Saturday, April 17, 2010
Slow Art Washington D.C.
Smithsonian American Art Museum
Eighth and F Streets NW
Metro: Gallery Place - Chinatown
11:30AM - 1:00PM - art viewing (museum opens at 11:30AM)
1:15 - 2:30PM - Lunch in the Luce Foundation Center (3rd floor)
Note: you may bring in your own food
Fee: Admission to the Smithsonian American Art Museum is free, but you will need to pay for your own lunch.
Did you know the average person pauses less than 8 seconds to take in a work of art? Break the cycle of speeding through museums with Slow Art. Reflect at length upon an artwork of your choice in the galleries then gather in Luce Foundation Center at 1:15 p.m. for a lunchtime discussion with other participants. Purchase lunch from the Courtyard Cafe or bring your own. Call (202) 633-5435 for more information.
1. What is Slow Art Day?
Run by volunteer hosts around the world, Slow Art is a global grassroots movement aimed at helping people see art in a new way. Our mission is to reach people who are *not* regular museumgoers (and include those that are). We want to create the context for Slow Art participants to have a better experience visiting their local museums.
In Slow Art, we slow the experience down. We encourage people to spend 5 or 10 minutes or more looking at a piece of art. The result is that participants get "inspired not tired" and want to return again and again.
2. Why was Slow Art Day started?
To improve the experience of looking at art.
Most people who visit museums go only once every two years or so for the blockbuster exhibits (and that's only those who do attend - many never go to a museum at all). But, those who do visit skip through the museum and typically see each piece of work only briefly (some estimates say *8* seconds only). At the end of the visit, they are often tired and grumpy and not inclined to visit again.
Museums have spent the time and money to build these wonderful collections of art.
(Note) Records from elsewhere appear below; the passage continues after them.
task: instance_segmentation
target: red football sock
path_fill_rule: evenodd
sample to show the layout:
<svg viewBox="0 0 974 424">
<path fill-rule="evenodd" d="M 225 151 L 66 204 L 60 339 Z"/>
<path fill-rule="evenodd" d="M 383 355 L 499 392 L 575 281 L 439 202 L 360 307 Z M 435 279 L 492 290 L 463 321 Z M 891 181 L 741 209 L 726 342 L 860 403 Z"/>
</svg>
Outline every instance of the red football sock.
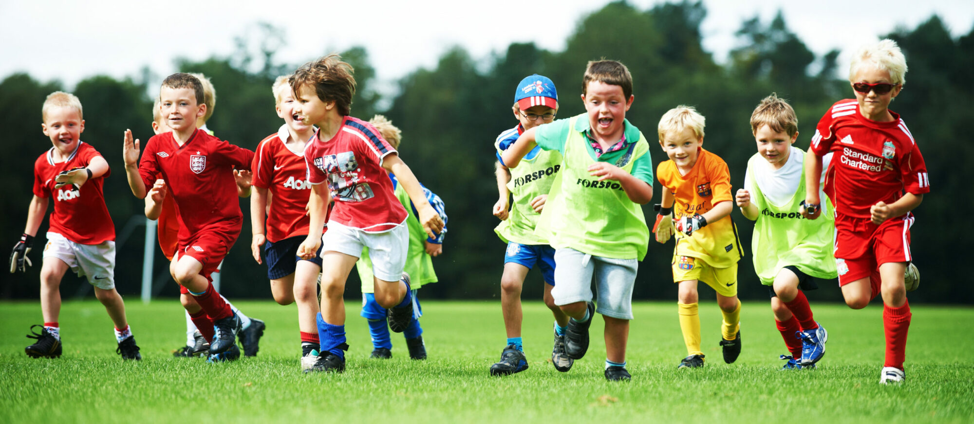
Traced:
<svg viewBox="0 0 974 424">
<path fill-rule="evenodd" d="M 811 307 L 808 306 L 808 298 L 805 297 L 805 293 L 801 290 L 798 291 L 798 296 L 795 297 L 792 301 L 783 301 L 785 306 L 788 306 L 788 310 L 792 311 L 795 315 L 795 319 L 798 320 L 799 325 L 801 325 L 802 330 L 814 330 L 818 328 L 818 324 L 815 319 L 811 316 Z"/>
<path fill-rule="evenodd" d="M 206 291 L 203 295 L 197 296 L 192 292 L 190 292 L 190 295 L 196 298 L 196 302 L 200 303 L 200 307 L 206 311 L 206 316 L 213 321 L 219 321 L 234 314 L 233 309 L 230 308 L 230 304 L 223 301 L 223 297 L 216 293 L 213 283 L 209 283 L 206 286 Z"/>
<path fill-rule="evenodd" d="M 781 338 L 785 339 L 785 345 L 788 346 L 788 351 L 791 352 L 792 358 L 796 360 L 801 358 L 802 339 L 795 336 L 795 332 L 799 331 L 798 320 L 793 316 L 785 322 L 774 320 L 774 324 L 778 326 L 778 331 L 781 332 Z"/>
<path fill-rule="evenodd" d="M 321 340 L 318 337 L 318 333 L 305 333 L 301 332 L 301 341 L 321 344 Z"/>
<path fill-rule="evenodd" d="M 206 341 L 213 340 L 213 335 L 215 334 L 213 332 L 213 321 L 206 316 L 206 311 L 200 309 L 197 313 L 189 314 L 189 319 L 193 320 L 193 325 L 196 326 L 196 329 L 200 331 L 200 334 L 203 335 L 203 337 Z"/>
<path fill-rule="evenodd" d="M 907 333 L 910 331 L 910 301 L 900 307 L 882 305 L 882 329 L 886 334 L 886 362 L 883 367 L 903 370 L 907 357 Z"/>
</svg>

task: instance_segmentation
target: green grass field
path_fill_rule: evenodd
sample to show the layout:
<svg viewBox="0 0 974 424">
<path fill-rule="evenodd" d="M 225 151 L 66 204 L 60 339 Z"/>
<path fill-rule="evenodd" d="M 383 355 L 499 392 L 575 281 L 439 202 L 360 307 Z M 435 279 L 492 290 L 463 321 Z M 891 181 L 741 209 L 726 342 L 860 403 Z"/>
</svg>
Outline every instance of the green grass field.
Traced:
<svg viewBox="0 0 974 424">
<path fill-rule="evenodd" d="M 907 382 L 879 384 L 881 309 L 813 304 L 829 331 L 814 371 L 778 371 L 786 353 L 767 302 L 744 303 L 743 351 L 721 360 L 720 313 L 703 303 L 707 366 L 676 370 L 686 356 L 674 302 L 637 303 L 628 347 L 629 383 L 602 376 L 602 320 L 570 372 L 547 363 L 551 316 L 525 303 L 526 371 L 497 378 L 505 334 L 499 302 L 429 301 L 425 362 L 410 361 L 400 335 L 392 360 L 370 360 L 365 320 L 348 303 L 348 368 L 303 374 L 296 310 L 241 301 L 267 322 L 256 358 L 229 364 L 173 358 L 185 342 L 175 300 L 128 303 L 142 348 L 139 363 L 115 354 L 111 322 L 94 300 L 67 301 L 64 355 L 30 359 L 23 336 L 40 323 L 37 302 L 0 302 L 0 422 L 965 422 L 974 421 L 974 339 L 963 333 L 974 308 L 913 306 Z M 801 420 L 801 421 L 798 421 Z"/>
</svg>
Slow Art aims only to help more people enjoy those collections.
3. How does it work?
- Participants register for Slow Art Day through the web - http://www.SlowArtDay.com
- Then, they meet at their local museum at the appointed hour on Saturday, April 17, 2010 (and pay the fee for admission if there is one)
- They look at a few pieces of art for 5 or 10 minutes each (the pieces are pre-selected by the volunteer host)
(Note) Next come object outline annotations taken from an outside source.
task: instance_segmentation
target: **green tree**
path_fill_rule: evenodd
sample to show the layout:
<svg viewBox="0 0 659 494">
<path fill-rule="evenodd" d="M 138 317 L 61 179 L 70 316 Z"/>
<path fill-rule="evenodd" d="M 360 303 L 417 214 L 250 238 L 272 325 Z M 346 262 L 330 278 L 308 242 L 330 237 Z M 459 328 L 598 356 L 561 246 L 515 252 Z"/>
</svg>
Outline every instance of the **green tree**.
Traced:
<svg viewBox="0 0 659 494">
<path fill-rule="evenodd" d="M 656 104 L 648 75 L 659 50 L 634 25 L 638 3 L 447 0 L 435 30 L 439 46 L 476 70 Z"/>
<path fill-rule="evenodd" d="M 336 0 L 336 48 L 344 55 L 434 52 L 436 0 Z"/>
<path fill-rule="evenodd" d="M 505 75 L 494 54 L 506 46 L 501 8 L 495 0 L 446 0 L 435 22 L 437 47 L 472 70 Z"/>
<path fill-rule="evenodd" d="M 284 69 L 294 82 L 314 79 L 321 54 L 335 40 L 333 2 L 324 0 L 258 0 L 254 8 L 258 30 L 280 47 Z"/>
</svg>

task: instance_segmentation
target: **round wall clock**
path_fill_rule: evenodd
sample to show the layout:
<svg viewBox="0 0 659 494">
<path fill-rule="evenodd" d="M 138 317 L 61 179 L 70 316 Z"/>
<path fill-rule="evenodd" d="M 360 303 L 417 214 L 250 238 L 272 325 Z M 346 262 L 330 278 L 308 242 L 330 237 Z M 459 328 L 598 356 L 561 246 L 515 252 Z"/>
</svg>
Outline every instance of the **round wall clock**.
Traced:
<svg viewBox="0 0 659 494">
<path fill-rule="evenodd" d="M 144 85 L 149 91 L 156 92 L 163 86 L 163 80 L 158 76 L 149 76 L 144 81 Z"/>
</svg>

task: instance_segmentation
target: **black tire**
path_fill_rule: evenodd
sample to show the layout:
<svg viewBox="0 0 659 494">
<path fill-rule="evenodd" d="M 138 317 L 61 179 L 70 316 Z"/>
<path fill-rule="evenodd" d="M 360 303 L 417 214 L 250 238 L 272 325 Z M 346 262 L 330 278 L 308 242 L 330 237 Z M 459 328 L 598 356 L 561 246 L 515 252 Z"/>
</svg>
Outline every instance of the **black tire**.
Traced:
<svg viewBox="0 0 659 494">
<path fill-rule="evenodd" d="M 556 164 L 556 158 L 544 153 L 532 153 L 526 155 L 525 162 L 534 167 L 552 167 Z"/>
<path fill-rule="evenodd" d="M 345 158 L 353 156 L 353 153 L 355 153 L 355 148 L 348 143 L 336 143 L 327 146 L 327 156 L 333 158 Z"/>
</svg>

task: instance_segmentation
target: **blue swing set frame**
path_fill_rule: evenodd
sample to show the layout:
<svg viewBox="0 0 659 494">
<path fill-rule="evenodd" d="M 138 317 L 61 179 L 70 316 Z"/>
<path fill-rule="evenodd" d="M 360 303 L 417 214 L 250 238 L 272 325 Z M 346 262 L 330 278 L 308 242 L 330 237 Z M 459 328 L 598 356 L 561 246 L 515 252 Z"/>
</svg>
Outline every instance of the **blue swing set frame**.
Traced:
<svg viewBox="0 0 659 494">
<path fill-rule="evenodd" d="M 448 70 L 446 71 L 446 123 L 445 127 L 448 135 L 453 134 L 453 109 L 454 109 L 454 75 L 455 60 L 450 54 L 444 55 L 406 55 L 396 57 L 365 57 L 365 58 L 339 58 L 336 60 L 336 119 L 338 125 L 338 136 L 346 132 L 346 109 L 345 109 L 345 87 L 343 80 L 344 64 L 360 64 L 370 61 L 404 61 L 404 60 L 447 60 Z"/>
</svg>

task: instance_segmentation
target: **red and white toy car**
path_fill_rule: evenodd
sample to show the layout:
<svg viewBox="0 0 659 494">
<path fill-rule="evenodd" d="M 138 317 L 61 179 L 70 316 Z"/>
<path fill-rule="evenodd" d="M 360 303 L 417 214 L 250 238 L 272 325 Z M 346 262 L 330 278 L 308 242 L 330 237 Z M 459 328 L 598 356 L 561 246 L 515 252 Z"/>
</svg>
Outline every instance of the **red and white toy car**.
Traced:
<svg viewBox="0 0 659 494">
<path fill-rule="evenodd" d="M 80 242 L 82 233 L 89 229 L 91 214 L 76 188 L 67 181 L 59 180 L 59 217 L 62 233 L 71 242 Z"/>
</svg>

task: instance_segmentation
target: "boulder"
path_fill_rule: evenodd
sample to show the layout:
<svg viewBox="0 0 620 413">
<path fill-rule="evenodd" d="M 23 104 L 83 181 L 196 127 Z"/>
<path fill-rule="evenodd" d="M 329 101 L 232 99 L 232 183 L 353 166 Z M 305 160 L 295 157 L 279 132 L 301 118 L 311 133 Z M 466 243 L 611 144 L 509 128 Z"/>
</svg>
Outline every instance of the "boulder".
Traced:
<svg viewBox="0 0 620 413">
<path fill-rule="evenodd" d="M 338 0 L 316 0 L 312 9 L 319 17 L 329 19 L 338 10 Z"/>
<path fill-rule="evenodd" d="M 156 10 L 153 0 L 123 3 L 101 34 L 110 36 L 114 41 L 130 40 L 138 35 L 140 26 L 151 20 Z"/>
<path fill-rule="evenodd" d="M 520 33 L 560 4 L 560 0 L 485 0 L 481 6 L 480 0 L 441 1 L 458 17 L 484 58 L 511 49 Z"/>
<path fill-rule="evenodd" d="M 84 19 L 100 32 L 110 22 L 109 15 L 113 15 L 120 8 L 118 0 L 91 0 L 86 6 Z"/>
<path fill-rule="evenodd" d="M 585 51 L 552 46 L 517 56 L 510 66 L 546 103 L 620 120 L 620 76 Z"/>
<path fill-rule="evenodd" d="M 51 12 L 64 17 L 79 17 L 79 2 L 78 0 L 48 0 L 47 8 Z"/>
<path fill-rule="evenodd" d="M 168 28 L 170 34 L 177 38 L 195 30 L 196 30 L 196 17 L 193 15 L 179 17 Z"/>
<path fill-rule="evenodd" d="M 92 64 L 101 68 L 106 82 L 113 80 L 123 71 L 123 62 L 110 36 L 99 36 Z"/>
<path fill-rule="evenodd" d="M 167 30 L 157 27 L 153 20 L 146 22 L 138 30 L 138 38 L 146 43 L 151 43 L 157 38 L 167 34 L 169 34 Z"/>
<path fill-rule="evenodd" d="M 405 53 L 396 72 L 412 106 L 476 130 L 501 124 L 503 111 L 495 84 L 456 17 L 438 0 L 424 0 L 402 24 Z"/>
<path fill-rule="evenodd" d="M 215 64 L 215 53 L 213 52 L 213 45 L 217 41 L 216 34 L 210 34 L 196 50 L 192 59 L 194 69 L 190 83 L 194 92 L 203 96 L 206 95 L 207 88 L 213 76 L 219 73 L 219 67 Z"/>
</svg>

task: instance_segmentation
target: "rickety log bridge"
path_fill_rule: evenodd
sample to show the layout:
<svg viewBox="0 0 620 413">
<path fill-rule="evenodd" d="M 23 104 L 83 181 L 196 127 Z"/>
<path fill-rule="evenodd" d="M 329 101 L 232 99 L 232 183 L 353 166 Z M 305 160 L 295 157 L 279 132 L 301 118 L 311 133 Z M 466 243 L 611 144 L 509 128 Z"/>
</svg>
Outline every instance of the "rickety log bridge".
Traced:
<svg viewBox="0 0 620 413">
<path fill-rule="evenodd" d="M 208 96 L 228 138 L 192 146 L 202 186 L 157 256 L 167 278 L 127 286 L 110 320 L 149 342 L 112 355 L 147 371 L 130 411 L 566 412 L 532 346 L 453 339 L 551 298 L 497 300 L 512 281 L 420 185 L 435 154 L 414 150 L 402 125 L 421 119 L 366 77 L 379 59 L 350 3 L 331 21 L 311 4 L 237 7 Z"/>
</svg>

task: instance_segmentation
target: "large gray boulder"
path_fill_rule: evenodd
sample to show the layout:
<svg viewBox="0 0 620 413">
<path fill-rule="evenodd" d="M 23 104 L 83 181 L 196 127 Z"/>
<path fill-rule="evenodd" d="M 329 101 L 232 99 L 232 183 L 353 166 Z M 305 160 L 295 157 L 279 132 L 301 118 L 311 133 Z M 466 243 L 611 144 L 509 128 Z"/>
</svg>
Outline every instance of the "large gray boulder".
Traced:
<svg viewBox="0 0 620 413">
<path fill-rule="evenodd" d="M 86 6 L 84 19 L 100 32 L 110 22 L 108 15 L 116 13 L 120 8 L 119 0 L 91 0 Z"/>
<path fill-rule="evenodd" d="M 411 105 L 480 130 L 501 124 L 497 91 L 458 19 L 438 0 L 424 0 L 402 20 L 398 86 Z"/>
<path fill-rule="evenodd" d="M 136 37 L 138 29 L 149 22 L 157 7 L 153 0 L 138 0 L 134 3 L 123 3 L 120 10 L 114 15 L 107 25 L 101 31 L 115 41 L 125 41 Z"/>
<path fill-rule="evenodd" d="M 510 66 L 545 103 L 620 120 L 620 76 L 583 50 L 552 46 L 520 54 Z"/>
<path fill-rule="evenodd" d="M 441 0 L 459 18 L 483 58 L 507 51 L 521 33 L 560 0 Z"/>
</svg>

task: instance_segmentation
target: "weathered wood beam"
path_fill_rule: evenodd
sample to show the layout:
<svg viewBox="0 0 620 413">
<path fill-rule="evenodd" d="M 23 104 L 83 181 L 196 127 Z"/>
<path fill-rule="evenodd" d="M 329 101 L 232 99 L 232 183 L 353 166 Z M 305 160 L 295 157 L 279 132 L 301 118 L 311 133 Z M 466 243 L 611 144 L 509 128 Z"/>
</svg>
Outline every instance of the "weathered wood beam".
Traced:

- And, to finish, they have lunch with other participants to talk about their experience
4. How many cities and museums are participating in Slow Art Day April 17, 2010?
From Boston and Boca Raton to Belgrade and Sao Paulo, LA and Jakarta, Slow Art Days are happening everywhere.
To see the latest list of cities click here:
5. Do the participants like it?
"I was inspired, not tired!"
To be honest, we were surprised by how much people loved it. We thought it was a good idea but we really had no notion how well it would be received.
Read some testimonials for yourself:
6. Who started Slow Art? Who runs it?
Reading Odyssey - a New York-based nonprofit - started Slow Art in the summer of 2009 as an experiment. The first Slow Art day in October 2009 was so successful that we decided to expand and continue Slow Art in 2010. If you are interested in writing about Slow Art or want more information, then contact Reading Odyssey cofounder and chairman (and Slow Art founder), Phil Terry at pterry at reading odyssey dot com.
Slow Art is run entirely by volunteers and is one of the many free programs hosted by the nonprofit Reading Odyssey. Reading Odyssey programs aim to reignite curiosity.